Judy Merrill Larsen said...

Lovely, Amy. Just lovely. You capture it all exactly. The terror, the wonder, the overwhelming love and joy. All the unknowns.

Thanks for this.

kristen spina said...

Amy, this is just perfect. Right now, to me, the writing is the best part. It is the only part of this entire journey that I will be able to control. Writing the first draft is solely mine. After that, well--opinions, ideas, thoughts, theories--the world steps in. Thanks for the reminder. This, I know, is my time. And the rest? I guess we'll see.

Lynne Griffin and Amy MacKinnon said...

Judy, you would know after the success of All the Numbers. I'd love to hear how different writing that second book has been for you. More confident? Scared? It's all a rush to be sure.

Exactly, Kristen! Isn't it kind of odd to imagine how others will try to classify your book? We do it to children all the time, affix labels as if kids are so simple or even static. Enjoy what you can control, accept the rest.


Gail said...

Great post Amy... the mothering and the writing, how pure the love, how difficult to stop and cherish. Thanks for reminding us.

Lynne Griffin and Amy MacKinnon said...

Gail, you and Kristy Kiernan were the ones to tell me to stop and cherish.
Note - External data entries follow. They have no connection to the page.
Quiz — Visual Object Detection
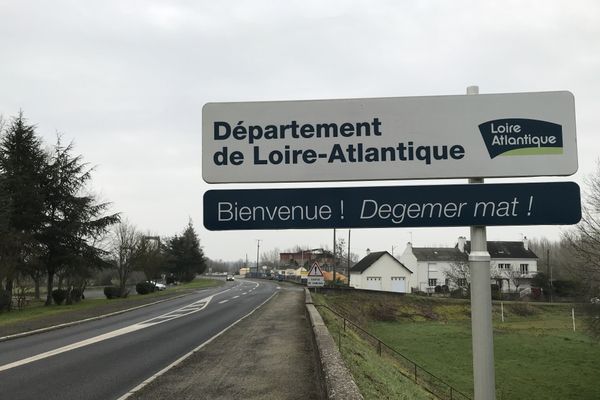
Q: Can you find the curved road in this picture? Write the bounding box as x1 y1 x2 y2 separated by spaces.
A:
0 280 278 400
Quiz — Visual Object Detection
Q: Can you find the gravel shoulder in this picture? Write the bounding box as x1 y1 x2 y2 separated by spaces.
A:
130 285 324 400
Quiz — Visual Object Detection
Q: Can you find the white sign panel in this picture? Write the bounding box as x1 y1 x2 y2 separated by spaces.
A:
306 276 325 287
202 91 577 183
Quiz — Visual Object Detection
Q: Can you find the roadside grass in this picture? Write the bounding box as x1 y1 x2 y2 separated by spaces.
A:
315 293 600 400
0 279 224 330
319 309 435 400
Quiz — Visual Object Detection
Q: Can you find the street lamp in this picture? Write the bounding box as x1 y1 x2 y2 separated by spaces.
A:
256 239 261 278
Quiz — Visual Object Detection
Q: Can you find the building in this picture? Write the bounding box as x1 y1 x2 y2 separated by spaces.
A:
400 242 468 292
350 251 412 293
456 237 538 292
279 249 333 269
400 237 538 292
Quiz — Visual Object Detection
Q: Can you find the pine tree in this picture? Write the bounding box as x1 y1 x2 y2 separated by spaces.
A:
167 220 206 282
40 137 119 305
0 112 47 306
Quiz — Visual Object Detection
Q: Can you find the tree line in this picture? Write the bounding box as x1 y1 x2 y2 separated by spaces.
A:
0 112 205 310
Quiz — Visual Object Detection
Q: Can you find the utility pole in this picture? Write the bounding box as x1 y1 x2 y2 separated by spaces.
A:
467 86 496 400
346 229 351 286
256 239 260 278
546 249 554 303
333 228 337 285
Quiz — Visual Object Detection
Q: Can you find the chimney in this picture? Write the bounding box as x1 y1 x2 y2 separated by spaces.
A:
457 236 467 253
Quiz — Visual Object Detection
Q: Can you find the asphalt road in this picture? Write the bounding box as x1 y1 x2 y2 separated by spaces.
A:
0 280 278 400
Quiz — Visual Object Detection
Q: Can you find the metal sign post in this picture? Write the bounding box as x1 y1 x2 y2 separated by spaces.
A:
467 86 496 400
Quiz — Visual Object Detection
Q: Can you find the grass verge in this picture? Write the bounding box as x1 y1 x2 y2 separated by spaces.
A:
319 307 435 400
315 293 600 400
0 279 224 337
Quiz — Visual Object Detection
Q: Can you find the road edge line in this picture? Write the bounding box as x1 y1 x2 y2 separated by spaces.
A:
117 290 279 400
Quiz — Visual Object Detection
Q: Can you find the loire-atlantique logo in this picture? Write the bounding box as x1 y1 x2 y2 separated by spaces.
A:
479 118 563 158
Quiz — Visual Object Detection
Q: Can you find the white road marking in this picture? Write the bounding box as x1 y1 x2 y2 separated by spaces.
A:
117 292 278 400
0 295 214 371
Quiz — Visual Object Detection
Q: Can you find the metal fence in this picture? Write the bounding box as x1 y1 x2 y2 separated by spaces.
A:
314 304 471 400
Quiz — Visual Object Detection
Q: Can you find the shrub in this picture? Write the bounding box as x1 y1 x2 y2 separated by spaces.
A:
104 286 129 299
492 283 502 300
71 288 84 303
135 281 156 294
52 289 69 305
0 289 10 311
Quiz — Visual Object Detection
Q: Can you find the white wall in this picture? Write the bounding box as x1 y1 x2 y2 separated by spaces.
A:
350 254 411 293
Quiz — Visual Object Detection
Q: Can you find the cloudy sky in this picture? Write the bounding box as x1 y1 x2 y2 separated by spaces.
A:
0 0 600 260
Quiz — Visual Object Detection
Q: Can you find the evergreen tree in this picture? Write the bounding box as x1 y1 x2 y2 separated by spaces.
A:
0 112 47 306
167 220 206 282
40 137 119 305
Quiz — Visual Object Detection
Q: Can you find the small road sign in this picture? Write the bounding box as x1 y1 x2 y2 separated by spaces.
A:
306 262 325 287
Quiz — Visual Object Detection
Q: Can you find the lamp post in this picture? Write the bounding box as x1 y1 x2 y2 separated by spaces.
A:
256 239 261 278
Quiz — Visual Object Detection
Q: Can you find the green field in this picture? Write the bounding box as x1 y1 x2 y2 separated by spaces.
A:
315 293 600 400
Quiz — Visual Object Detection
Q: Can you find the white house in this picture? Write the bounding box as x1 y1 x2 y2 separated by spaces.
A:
456 237 538 292
400 237 537 292
400 242 468 292
350 251 412 293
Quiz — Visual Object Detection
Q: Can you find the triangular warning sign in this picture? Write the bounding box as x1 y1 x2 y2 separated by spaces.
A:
308 262 323 276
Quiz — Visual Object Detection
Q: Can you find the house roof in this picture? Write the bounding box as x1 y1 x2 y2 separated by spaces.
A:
323 271 348 283
412 247 469 261
350 251 412 274
465 241 538 258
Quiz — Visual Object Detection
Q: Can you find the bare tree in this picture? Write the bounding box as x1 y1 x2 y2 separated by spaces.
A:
502 268 523 292
564 160 600 295
111 221 141 296
564 160 600 339
445 260 471 293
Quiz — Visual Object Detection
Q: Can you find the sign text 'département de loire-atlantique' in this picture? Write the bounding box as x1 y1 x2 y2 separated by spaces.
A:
202 92 577 183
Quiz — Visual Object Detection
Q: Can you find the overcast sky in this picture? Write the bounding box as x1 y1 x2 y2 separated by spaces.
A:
0 0 600 260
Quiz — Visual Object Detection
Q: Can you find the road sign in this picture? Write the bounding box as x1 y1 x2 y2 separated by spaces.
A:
204 182 581 230
306 262 325 287
202 91 577 183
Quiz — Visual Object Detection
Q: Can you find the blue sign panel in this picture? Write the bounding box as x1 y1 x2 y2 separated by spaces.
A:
204 182 581 230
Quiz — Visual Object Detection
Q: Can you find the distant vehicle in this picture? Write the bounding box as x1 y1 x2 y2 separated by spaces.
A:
150 281 167 290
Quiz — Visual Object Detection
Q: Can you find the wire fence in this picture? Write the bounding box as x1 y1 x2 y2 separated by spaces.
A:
314 304 471 400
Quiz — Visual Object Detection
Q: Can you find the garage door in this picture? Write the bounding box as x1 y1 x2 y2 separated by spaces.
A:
365 276 382 290
391 276 406 293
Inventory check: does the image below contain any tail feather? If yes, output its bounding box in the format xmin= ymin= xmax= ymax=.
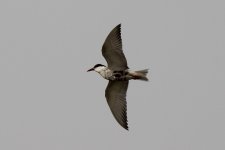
xmin=130 ymin=69 xmax=148 ymax=81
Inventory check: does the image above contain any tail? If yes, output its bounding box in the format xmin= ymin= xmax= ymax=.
xmin=130 ymin=69 xmax=148 ymax=81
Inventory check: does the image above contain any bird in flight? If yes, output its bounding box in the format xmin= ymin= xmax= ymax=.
xmin=88 ymin=24 xmax=148 ymax=130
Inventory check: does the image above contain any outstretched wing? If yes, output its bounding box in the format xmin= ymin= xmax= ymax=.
xmin=105 ymin=81 xmax=129 ymax=130
xmin=102 ymin=24 xmax=128 ymax=71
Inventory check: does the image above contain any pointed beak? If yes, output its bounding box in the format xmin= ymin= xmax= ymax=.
xmin=87 ymin=68 xmax=94 ymax=72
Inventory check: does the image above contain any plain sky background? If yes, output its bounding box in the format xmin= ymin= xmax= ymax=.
xmin=0 ymin=0 xmax=225 ymax=150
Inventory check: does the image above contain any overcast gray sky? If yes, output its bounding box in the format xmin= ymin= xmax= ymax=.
xmin=0 ymin=0 xmax=225 ymax=150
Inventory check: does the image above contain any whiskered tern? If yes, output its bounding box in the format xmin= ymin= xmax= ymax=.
xmin=88 ymin=24 xmax=148 ymax=130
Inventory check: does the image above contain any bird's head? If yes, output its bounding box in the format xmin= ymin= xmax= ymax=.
xmin=87 ymin=64 xmax=106 ymax=72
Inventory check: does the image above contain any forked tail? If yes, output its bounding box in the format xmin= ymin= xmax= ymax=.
xmin=130 ymin=69 xmax=148 ymax=81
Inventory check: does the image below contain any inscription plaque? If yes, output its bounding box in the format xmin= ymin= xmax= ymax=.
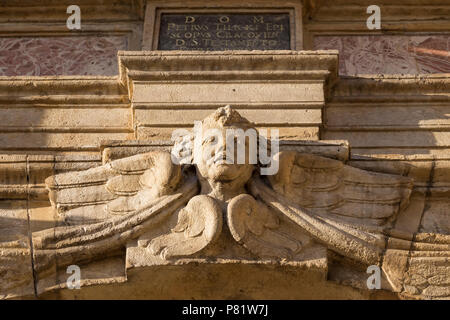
xmin=158 ymin=13 xmax=291 ymax=51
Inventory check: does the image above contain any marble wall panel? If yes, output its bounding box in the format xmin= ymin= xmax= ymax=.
xmin=0 ymin=36 xmax=127 ymax=76
xmin=314 ymin=35 xmax=450 ymax=75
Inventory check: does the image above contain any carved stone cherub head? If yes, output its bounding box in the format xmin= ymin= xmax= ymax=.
xmin=194 ymin=106 xmax=257 ymax=201
xmin=172 ymin=106 xmax=258 ymax=201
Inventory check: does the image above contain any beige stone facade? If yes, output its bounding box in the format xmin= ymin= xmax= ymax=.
xmin=0 ymin=0 xmax=450 ymax=299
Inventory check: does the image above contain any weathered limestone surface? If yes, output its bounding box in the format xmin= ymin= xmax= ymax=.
xmin=0 ymin=51 xmax=450 ymax=299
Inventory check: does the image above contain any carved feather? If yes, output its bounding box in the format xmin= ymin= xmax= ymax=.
xmin=45 ymin=151 xmax=185 ymax=224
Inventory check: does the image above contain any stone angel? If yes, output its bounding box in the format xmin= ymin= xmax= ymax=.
xmin=2 ymin=106 xmax=450 ymax=297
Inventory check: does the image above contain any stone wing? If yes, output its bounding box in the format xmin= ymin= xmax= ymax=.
xmin=45 ymin=151 xmax=182 ymax=225
xmin=269 ymin=151 xmax=413 ymax=225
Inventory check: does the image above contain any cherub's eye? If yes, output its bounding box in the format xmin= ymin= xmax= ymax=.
xmin=202 ymin=136 xmax=215 ymax=145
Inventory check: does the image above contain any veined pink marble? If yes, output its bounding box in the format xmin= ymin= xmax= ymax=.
xmin=0 ymin=36 xmax=127 ymax=76
xmin=314 ymin=35 xmax=450 ymax=75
Thanks to both of you, I did. I hope you're breathing easier knowing Cancer is a Bitch will be welcomed by the world next September. I truly cannot wait to read it and wish I were one of your readers.


Carleen Brice said...

Beautiful. Makes me want to read your book ASAP!

Thank you for the reminder to slow down and really be in the now...no matter what the now is.

T. Forkner said...

A beautiful article, Amy. The mothering of Writing. I like it.

Lynne Griffin and Amy MacKinnon said...

Carleen, yes, in the moment. Like when you went to the Grand Canyon, stayed in the moment, and just let go of it all. Then magic happened. Same goes for Orange Mint & Honey, I can't wait!

Thank you, Tina. I'm not surprised this resonates with you considering Ruby Among Us is about a mother and daughter. Funny how motherhood permeates everything.


Larramie said...

Truly inspired, Amy. There are so many wonderful "firsts" in our lives...IF only we could remember them all!

Lynne Griffin and Amy MacKinnon said...

Thank you, Larramie. I remember the best ones, don't you? And the worst.


mohanley5 said...

Beautifully written. So nice to see you at Grub.

Lisa said...

This is such a perfect analogy. There are the books, the workshops, the classes, the conversations, the shared blog posts and they all contribute, but the first book is something that we are ultimately alone with and we commune with our characters and places and story in a way that truly belongs only to us. At some time, yes, the plan is to open this all up to plenty of people and forces beyond my control, but for just now, I do cherish this time. Thank you for reminding me of how special it really is.

Lynne Griffin and Amy MacKinnon said...

Mo, is was great to see you, too. I had a fantastic time at Taste of Grub and was so pleased to win a signed Copy of Anita Diamant's tenth anniversary edition of The Red Tent. This is a book I've been in love with for so many years and to finally meet its author is a dream come true. She is brilliant, by the way, and her next book sounds as though it will be similar to Tent. Bet you all can't wait!

Exactly, Lisa. When you're writing that first book, you write only for the story. You don't worry what your agent will say, your editor doesn't care about plot points, all that matters is devoting yourself to the expectationsof the story - no one else's. It's a gift. Enjoy this time.